Healthy Financial Risk Profile
The financial risk profile of the company is healthy, marked by net worth of Rs.204.69 Crore as on 31st March 2025 as against Rs.169.58 Crore as on 31st March 2024. The increase in the net worth is on account of accretion of profits into reserves. The capital structure of the company is marked by gearing ratio which stood at 0.17 times as on 31st March 2025 as against 0.24 times as on 31st March 2024. Further, the coverage indicators are reflected by interest coverage ratio and debt service coverage ratio, which stood at 16.97 times and 7.98 times respectively as on 31st March 2025. The TOL/TNW ratio of the company stood at 0.38 times as on 31st March 2025 as against 0.49 times as on 31st March 2024 and the DEBT-EBITDA of the company stood at 0.54 times as on 31st March 2025 as against 0.66 times as on 31st March 2024. Acuité expects the financial risk profile of the company to remain healthy in the near to medium term despite the ongoing debt-funded capex plans.

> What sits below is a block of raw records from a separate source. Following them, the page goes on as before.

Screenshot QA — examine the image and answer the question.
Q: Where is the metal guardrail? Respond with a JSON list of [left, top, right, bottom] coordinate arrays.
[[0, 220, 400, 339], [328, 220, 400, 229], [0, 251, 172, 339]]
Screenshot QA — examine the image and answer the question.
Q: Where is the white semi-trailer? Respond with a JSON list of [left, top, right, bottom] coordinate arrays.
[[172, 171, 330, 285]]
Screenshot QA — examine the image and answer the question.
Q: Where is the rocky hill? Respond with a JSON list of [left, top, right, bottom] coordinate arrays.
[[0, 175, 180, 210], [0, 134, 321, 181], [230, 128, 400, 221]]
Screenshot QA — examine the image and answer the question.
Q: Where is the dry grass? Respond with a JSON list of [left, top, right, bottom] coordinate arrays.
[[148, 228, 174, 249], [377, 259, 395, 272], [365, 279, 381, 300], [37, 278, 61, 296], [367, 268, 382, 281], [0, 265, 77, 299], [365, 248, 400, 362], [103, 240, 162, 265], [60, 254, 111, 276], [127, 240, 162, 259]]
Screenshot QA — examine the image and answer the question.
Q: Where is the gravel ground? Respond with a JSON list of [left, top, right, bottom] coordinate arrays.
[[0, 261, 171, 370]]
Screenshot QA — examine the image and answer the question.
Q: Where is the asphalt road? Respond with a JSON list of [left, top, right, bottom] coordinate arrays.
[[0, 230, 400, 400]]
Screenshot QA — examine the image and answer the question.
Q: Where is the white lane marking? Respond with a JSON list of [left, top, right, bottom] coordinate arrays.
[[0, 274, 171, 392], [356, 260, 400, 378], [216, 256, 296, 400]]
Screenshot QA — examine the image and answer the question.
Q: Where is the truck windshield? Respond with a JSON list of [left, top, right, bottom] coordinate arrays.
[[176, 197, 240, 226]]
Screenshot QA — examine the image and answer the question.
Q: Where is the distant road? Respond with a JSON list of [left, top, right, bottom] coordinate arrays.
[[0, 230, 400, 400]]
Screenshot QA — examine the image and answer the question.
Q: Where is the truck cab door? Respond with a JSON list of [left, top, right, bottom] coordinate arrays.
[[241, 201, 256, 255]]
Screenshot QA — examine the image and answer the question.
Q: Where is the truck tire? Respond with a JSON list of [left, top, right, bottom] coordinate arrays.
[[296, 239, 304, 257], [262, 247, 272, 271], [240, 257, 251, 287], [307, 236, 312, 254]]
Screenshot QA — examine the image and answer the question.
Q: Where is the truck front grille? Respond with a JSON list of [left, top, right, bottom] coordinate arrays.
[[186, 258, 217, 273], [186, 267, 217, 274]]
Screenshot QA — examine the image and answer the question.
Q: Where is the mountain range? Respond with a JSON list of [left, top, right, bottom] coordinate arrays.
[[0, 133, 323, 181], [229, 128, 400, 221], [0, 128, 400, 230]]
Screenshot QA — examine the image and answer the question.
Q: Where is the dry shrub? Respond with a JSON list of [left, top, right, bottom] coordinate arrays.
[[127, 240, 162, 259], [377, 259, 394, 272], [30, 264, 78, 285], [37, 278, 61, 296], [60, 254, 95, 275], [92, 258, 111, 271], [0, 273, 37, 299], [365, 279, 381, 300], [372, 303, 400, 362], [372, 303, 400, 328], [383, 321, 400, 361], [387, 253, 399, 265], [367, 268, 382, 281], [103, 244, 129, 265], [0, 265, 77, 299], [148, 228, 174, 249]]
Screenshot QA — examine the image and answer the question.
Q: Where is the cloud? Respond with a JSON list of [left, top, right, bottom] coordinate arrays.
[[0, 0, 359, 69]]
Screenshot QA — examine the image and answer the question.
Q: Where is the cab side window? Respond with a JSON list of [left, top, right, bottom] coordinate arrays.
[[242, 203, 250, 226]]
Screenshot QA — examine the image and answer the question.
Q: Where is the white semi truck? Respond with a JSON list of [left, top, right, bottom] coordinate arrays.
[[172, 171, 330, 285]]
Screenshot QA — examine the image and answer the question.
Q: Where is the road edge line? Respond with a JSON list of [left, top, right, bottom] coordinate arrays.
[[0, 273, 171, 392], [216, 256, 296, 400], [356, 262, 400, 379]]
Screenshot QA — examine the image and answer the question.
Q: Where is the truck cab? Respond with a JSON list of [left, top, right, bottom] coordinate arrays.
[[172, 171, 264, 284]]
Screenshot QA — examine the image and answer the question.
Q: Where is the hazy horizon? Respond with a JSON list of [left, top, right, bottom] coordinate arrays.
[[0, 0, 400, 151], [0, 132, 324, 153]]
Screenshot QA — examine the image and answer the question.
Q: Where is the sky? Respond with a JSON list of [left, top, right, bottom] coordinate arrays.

Efficient Working Capital operations
The working capital operations of the company are marked by GCA days which stood at 92 days as on 31st March 2025 as compared to 76 days as on 31st March 2024. The higher GCA days in FY2025 are on account of higher inventory holding period, which stood at 66 days as on 31st March 2025 against 52 days as on 31st March 2024 as the company needs to maintain adequate inventory as and when required for order execution. Further, the debtor days of the company stood at 23 days as on 31st March 2025 against 14 days as on 31st March 2024 and the creditor days stood at 26 days as on 31st March 2025 against 29 days as on 31st March 2024. Acuité expects the working capital operations of the company to remain at similar levels in the near to medium term.
|
| Susceptibility of margins to raw material price fluctuation
The major raw material required to manufacture such products is PVC resin, as the company is engaged in the manufacturing of PVC products. The PVC resins are derivatives of crude oil and the prices of the same are volatile in nature and are directly affected by various macroeconomic factors. Any fluctuations in the major raw material price may impact the operating profit margin of the company. Acuite believes that the ability of the company to sustain its margin will remain a key rating sensitivity.
Competition from other organized and unorganized players
The company faces strong competition from organized players as well as the unorganized players in the industry. Further, the company has competition from imported products traded in the country. High competition puts pressure on margins, thereby reducing bargaining power with the customers. Acuité believes that the ability of the company to pass on such an adverse impact to its customers remains a key rating monitorable factor.